Autor Christian Huschebeck, ISGChristian Huschebeck ist Consulting Manager bei der Information Services Group (ISG) mit einem Fokus auf Banken und auf die Finanzbranche fokussierte Dienstleister, unter anderem im Bereich ESG. Bevor er 2019 zu ISG (Webseite) wechselte, studierte der gelernte Bankkaufmann an der Universität zu Köln Master of Business Administration (Finance) und arbeitete zur gleichen Zeit im Private Banking der BHF-BANK (heute Oddo BHF). Nach dem Studium war Huschebeck als Consulting Manager beim Beratungsunternehmen Advyce sowie als Projektleiter bei CTcon Management Consultants tätig. Zudem absolvierte er eine Zusatzausbildung zum MicroMaster, Digital Leadership an der Boston University.

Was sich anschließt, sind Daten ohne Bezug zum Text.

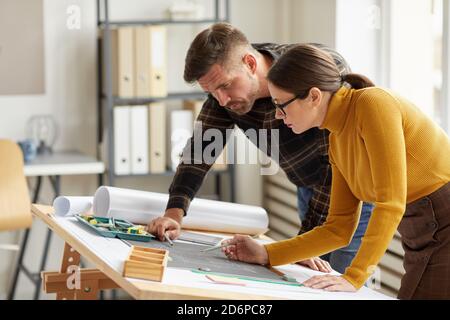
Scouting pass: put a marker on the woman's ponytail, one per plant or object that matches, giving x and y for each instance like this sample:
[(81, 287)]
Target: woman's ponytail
[(357, 81)]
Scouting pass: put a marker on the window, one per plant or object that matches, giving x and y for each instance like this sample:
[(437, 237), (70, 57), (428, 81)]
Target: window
[(417, 52)]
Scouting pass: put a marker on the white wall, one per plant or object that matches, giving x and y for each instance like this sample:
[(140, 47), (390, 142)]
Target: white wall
[(71, 98), (358, 35)]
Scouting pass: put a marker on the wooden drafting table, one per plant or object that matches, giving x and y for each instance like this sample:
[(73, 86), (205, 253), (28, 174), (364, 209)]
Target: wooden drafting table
[(108, 256)]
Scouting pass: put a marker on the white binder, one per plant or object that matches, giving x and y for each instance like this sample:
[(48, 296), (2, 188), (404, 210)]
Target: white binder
[(151, 64), (181, 127), (122, 165), (139, 139), (122, 45)]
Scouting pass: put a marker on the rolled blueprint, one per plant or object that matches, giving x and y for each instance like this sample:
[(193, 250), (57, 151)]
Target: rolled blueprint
[(141, 207), (69, 206)]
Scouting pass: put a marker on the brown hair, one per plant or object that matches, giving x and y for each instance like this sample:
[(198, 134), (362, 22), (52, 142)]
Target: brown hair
[(305, 66), (212, 45)]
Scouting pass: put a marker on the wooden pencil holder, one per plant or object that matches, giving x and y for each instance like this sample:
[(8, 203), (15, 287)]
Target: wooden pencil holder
[(146, 263)]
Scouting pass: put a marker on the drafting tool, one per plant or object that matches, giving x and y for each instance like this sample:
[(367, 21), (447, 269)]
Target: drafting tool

Doch sind nicht nur die selbst betriebenen IT-Bereiche den neuen Berichtspflichten unterworfen. Auch die im Auftrag der jeweiligen Bank oder Versicherung tätigen zahlreichen IT-Serviceprovider fallen darunter. Neben der Transformation der jeweiligen Bank oder Versicherung selbst müssen ESG-Kriterien auch bei ausgelagerten Prozessen in das Auslagerungsmanagement gemäß KWG 25b des Kreditwesengesetzes integriert und deren Einhaltung geprüft werden. Grundlage dafür sind entsprechende Vereinbarungen mit den Lieferanten sowie eine Ende-zu-Ende-Sicht, die nicht nur diese Lieferanten, sondern auch deren Lieferanten mit einbezieht.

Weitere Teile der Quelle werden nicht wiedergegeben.